Tuesday, October 20, 2020

Covering Entertainment as a Journalist

Lily Roby

lr158117@ohio.edu


A key goal of being a journalist and writer is to remain unbiased, as that ensures high quality, trustworthy reporting to the public. However, as a journalist one frequently runs into conflicts of interest between their media organization, organizations or people they are covering and even between themselves and those which they cover.

It is essential that journalists recognize these conflicts of interest and address them once recognized, either by turning the stories to other journalists or possibly even other media organizations. According to the New York Times' ethical journalism page, conflicts of interest may "involve the relationships of staff members with readers, news sources, advocacy groups, advertisers, or competitors; with one another, or with the newspaper and its parent company."

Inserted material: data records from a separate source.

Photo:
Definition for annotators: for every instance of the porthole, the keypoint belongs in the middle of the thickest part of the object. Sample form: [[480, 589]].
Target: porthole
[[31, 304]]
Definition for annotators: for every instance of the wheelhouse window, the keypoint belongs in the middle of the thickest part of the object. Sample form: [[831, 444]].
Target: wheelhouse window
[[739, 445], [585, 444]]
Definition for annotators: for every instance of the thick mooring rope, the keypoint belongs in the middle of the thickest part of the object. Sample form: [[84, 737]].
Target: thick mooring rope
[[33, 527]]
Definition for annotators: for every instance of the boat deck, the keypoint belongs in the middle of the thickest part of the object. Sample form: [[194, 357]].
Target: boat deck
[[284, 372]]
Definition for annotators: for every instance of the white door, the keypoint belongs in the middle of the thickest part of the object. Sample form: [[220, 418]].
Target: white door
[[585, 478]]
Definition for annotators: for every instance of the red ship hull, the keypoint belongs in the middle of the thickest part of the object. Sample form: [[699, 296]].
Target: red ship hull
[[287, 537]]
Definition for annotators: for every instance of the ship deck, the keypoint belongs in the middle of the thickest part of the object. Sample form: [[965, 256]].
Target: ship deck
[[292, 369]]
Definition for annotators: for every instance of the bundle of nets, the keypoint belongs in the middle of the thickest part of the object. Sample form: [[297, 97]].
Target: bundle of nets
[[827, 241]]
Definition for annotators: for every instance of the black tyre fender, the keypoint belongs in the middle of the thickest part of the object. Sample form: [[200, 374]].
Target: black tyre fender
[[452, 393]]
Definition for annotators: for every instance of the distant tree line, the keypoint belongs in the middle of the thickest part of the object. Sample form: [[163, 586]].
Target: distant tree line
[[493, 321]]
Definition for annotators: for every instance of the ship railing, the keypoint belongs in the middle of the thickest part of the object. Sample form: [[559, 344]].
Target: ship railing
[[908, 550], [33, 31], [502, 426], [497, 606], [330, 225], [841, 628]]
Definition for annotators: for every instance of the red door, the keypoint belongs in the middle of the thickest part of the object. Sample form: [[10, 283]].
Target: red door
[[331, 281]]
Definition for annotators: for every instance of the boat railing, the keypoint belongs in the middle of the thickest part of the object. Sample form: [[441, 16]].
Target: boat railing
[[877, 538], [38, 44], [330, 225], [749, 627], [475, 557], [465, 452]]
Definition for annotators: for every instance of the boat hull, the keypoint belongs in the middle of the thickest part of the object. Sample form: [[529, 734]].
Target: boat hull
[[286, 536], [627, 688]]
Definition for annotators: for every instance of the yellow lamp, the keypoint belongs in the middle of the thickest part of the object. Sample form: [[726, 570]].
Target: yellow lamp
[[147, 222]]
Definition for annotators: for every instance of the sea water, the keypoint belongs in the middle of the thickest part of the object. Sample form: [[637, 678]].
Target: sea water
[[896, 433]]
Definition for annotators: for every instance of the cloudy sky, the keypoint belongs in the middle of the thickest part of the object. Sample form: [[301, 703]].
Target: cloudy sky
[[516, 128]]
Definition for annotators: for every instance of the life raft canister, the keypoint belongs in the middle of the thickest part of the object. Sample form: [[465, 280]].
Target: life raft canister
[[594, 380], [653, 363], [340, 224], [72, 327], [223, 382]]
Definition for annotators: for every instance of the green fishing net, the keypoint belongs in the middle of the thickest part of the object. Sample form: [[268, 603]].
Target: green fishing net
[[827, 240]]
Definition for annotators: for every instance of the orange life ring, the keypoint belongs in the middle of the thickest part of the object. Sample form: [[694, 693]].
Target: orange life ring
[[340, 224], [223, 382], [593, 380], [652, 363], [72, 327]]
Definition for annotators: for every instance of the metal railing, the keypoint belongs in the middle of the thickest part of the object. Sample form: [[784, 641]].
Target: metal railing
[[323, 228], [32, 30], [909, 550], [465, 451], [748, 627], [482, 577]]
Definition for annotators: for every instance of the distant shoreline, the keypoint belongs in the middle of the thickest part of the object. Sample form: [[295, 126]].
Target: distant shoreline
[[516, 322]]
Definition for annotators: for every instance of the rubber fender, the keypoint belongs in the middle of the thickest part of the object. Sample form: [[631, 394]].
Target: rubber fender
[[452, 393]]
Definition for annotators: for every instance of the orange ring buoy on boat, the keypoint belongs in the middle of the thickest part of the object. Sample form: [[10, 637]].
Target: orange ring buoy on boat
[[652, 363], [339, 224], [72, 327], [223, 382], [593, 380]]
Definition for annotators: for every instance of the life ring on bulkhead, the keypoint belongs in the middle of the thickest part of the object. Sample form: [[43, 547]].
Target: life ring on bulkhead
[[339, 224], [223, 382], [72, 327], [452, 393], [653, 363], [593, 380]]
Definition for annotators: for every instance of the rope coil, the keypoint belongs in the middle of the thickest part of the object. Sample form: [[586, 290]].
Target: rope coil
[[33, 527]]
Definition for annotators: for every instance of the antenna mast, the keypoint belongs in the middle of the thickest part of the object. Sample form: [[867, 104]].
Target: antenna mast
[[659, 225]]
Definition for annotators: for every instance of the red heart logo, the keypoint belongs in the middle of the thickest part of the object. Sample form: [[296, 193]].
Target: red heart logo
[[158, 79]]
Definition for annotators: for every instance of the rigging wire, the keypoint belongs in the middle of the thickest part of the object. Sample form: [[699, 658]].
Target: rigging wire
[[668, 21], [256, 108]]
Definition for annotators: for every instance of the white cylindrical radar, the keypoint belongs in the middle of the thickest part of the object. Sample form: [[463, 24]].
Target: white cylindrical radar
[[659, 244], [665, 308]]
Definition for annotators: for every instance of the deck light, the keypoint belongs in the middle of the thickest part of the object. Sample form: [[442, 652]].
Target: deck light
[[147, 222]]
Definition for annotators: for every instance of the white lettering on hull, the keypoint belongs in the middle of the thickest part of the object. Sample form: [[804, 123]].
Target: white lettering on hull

One very common occurrence in which conflicts of interest may occur is when covering entertainment such as music, television, or sports. This is because while this coverage of entertainment is considered journalism, the coverage remains biased in that it tends to cover only what the public is interested in.

In traditional journalism, it is necessary to cover all events, organizations and people, not just those that are already receiving views and coverage. However in situations such as with music reviews in organizations like Pitchfork, covering these topics can be skewed because they may only review popular artists or those already receiving clicks and interest by the audience.

This can pose an issue for the media organization because they aren't covering all topics, just those which people would like to hear. To some, this could be considered biased reporting because the organizations aren't being entirely open to what they cover and are instead basing their coverage off of views and clicks.

According to a Pew Research study on media coverage of popular events, a large majority of people believe that organizations should cover what the people are interested in. In sports, this can be seen when larger sporting events such as the Super Bowl are heavily covered because it will get the news organization a lot of views.

The Cameras That'll Make the Super Bowl Way More Interesting This Year |  WIRED
News organization cameras are incredibly frequent at the Super Bowl. Photo source: Wired


However, basing views and clicks off of what is covered poses a strong conflict of interest to journalists. When is focusing on coverage which gets organizations clicks and money ethical? When an organization knows they will benefit more from covering specific stories, so they ignore others, that clearly isn't ethical. 

Sometimes covering larger events over smaller ones is necessary, though. The public's interests decide what events are relevant and what deserves coverage, but it is a very slippery slope to taking advantage of advertising money when covering larger events over smaller and possibly more important ones. Journalists must focus on covering events which genuinely deserve essential coverage and won't just get the organization ad money, and then move forward by covering those events in an unbiased manner.